Here I use Logistic regression to classify myopic and non-myopic students.

Data source: myopia dataset

### Importing Libraries

```
import numpy as np
import pandas as pd
import statsmodels.api as sm
import matplotlib.pyplot as plt
from patsy import dmatrices
from sklearn.linear_model import LogisticRegression
from sklearn.cross_validation import train_test_split
from sklearn import metrics
from sklearn.cross_validation import cross_val_score
```

### Loading Dataset

`myopia = pd.read_excel("myopia.xls")`

```
#creating dataframe with intercept column using dmatrices from patsy
y,x = dmatrices('MYOPIC ~ AGE + GENDER + READHR + COMPHR + STUDYHR + TVHR + SPORTHR + DIOPTERHR + MOMMY + DADMY', myopia, return_type="dataframe")
```

```
# creating a logistic regression model, and fitting with x and y
logit = LogisticRegression()
logit = logit.fit(x, y)
# checking accuracy
logit.score(x, y)
```

### Model Training

```
x_train, x_test, y_train, y_test = train_test_split(x, y, test_size=0.3, random_state=0)
#creating logistic regression, fitting training data set : x_train, y_train
logit2 = LogisticRegression()
logit2.fit(x_train, y_train)
```

```
# predicting using test data set
predicted = logit2.predict(x_test)
# getting probabilities
probs = logit2.predict_proba(x_test)
predicted
```

### Checking Accuracy

```
# generate evaluation metrics
print metrics.accuracy_score(y_test, predicted)
print metrics.confusion_matrix(y_test,predicted)
print metrics.precision_score(y_test, predicted) # what proportion of students identified as myopic were actually myopic.
print metrics.recall_score(y_test, predicted) # what proportion of students that were myopic , were identified as myopic.
```

The accuracy score is about 86%. According to the confusion matrix, the model predicts 159/160 cases for non-myopic students correctly which is the reason for high accuracy. However, the model is unable to predict any case of myopic students correctly. Clearly, this is a case of **class imbalance** as proportion of non-myopic cases is much higher than myopic cases. Class imbalance leads to ‘**accuracy paradox**‘ i.e. models with a given level of accuracy may have better predictive power than models with higher level of accuracy. Ratio of correct predictions to total number of cases may seem to be an important metric for predictive models, but in cases of class imbalance it may be useless.

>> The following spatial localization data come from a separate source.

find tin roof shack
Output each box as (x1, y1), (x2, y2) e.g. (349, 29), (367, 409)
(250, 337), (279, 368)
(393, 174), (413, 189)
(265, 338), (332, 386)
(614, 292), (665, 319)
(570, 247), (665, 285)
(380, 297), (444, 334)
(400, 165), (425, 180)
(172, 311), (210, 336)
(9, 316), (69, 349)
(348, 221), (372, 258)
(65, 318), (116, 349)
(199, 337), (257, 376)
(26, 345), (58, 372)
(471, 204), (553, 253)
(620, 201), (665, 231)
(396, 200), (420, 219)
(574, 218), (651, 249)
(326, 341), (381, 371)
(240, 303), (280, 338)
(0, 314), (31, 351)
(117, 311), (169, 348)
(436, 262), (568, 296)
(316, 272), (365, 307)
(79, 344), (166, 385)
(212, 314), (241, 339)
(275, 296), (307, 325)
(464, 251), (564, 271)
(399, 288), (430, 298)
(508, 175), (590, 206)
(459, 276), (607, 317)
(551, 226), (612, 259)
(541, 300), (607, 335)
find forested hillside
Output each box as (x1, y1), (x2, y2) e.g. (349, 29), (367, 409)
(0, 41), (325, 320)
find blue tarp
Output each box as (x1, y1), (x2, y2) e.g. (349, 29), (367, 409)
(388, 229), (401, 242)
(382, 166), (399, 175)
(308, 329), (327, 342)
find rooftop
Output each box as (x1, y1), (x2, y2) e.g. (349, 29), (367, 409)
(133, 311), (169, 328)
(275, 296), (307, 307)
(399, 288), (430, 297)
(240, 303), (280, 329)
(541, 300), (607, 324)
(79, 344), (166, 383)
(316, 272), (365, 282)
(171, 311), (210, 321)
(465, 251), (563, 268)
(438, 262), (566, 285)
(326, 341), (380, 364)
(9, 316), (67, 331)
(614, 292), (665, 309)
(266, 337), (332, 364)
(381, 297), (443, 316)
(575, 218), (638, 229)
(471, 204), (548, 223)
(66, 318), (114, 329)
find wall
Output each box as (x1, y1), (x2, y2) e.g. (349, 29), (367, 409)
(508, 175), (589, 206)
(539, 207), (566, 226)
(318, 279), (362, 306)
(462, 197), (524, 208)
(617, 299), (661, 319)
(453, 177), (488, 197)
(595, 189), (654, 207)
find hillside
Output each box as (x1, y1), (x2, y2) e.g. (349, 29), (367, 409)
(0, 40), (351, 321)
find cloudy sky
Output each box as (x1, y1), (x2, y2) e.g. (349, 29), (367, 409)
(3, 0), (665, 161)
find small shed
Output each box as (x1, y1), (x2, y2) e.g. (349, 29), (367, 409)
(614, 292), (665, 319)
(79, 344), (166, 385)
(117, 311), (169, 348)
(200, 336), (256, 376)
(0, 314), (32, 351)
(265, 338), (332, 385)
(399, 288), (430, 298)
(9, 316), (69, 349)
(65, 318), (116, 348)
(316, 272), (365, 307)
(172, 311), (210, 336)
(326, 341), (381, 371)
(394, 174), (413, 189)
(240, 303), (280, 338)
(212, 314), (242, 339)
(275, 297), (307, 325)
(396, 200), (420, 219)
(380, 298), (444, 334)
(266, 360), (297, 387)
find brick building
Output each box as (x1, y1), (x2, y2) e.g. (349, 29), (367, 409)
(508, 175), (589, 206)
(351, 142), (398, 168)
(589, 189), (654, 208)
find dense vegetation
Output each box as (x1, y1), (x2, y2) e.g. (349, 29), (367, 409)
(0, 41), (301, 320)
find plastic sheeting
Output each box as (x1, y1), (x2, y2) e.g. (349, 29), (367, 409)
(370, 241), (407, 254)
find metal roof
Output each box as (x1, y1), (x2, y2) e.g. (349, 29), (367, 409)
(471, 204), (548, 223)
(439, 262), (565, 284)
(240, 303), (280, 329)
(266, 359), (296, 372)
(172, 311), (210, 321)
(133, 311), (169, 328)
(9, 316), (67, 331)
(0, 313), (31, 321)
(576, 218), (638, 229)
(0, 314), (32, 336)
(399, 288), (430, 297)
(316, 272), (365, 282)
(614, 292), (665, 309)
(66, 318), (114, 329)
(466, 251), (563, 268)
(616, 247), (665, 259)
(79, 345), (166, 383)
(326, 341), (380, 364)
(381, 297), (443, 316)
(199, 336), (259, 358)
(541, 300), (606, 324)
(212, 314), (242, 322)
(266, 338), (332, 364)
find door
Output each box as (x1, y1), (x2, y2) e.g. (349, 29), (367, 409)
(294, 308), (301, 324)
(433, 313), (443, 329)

Class imbalance is also the reason for low precision score and low recall score. Hence, while measuring the performance of a model we must look at different types of performance measures.

### Cross Validation

```
#converting y into one dimensional array
y = np.ravel(y)
```

```
# evaluating using 10-fold cross-validation
scores = cross_val_score(LogisticRegression(), x, y, scoring='accuracy', cv=10)
print scores
print scores.mean()
```

Cross validation score shows 86.9% accuracy. The cross validation score is high as it is aggregated accuracy score with different combinations of training and test datasets.

In further blog posts we will use other modelling techniques to solve this problem of classification.